Now that they are reliably profitable, U.S. airlines should spend on passenger experience, while improving reliability, reducing costs, investing in technology, and implementing tax-avoidance strategies, professional services firm PwC said in a report released Thursday.
Many of the recommendations represent new territory for U.S carriers, as most have spent much of the past decade merely trying to survive. But consolidation has lead to sustained profits, and though some carriers now struggle with how to maintain revenues as fares fall, the good times should continue for the foreseeable future, so long as fuel prices do not spike.

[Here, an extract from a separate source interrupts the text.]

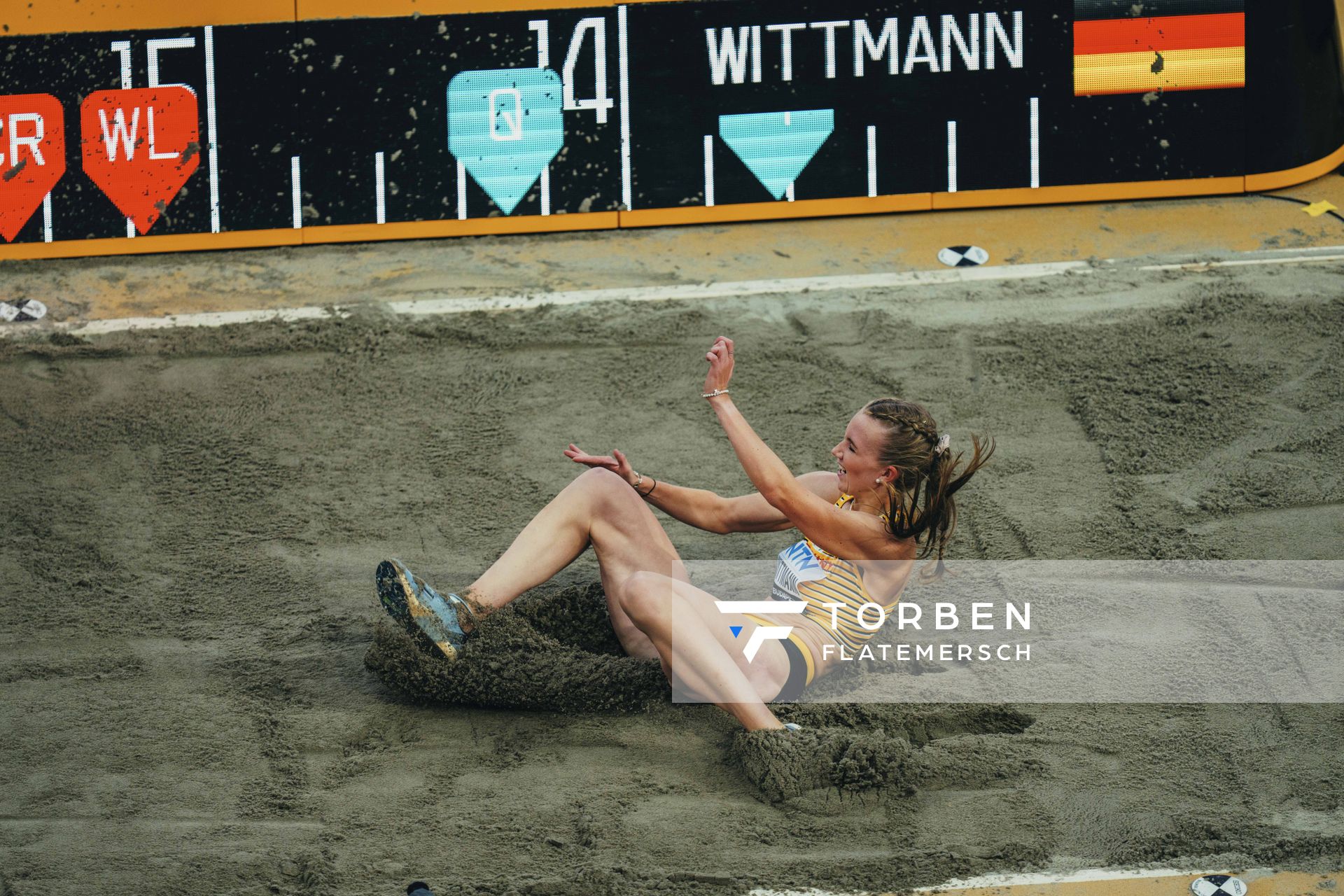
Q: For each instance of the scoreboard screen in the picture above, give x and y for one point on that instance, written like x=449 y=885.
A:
x=648 y=113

The PwC report urges airlines to worry less about returning cash to shareholders and more about building their businesses for the long term. It notes that the 10 largest U.S. carriers made had an average profit margin of 17.4 percent in 2015 – far above the world average – and that U.S. airline cash reserves are at historic highs. It recommends they reinvest that cash into the business.
“If airlines want to be treated as high-quality industrials, allowing them greater access to capital, they have to adapt to adverse conditions and capitalize on economic and industry growth,” PwC concluded.
U.S. carriers have begun to implement many of the strategies PwC recommends. Delta, for example, has long made on-time performance a priority, going as far as trademarking the phrase, “The On-Time Machine.” Meanwhile, Spirit Airlines and United Airlines, which have struggled with operational reliability, each has new CEO who has prioritized on-time performance. Many carriers also have sought to control costs by improving fuel management strategies and increasing employee productivity.
But when it comes to innovation, U.S. airlines must do more, PwC said.
PwC outlines several strategies for how airlines can use technology and mobile apps more effectively. Carriers might use apps to alert passengers to traffic conditions and TSA checkpoint wait times, and then perhaps recommend to travelers what time they should leave for the airport. Once at the airport, airlines could permit passengers to check bags using the mobile app. Later, a traveler might order food through an app, so it would be delivered to the gate, just before boarding.
PwC also suggests more airlines consider making innovative investments, especially in technology. The report credits JetBlue Airways, which earlier this year launched a new venture capital firm in Silicon Valley to provide seed money to travel-related startups. It March, JetBlue Technology Ventures said it would invest in FLYR, travel and data science company.
PwC’s final recommendation on tax planning is an unusual one for airlines. Even as they have reported record profits, many U.S. carriers have been paying little in federal and state taxes, as previous losses insulated them from most corporate taxes. However, this is beginning to change, and the report suggests airlines have not yet instituted the same complicated yet legal tax avoidance strategies common elsewhere in corporate America.
“This means that U.S.-based airlines will have an unfavorable effective tax rate in relation to airlines based abroad as well as U.S.-based multinational companies, with an effective tax rate close to the federal and state statutory rate of nearly 40 percent,” the report said.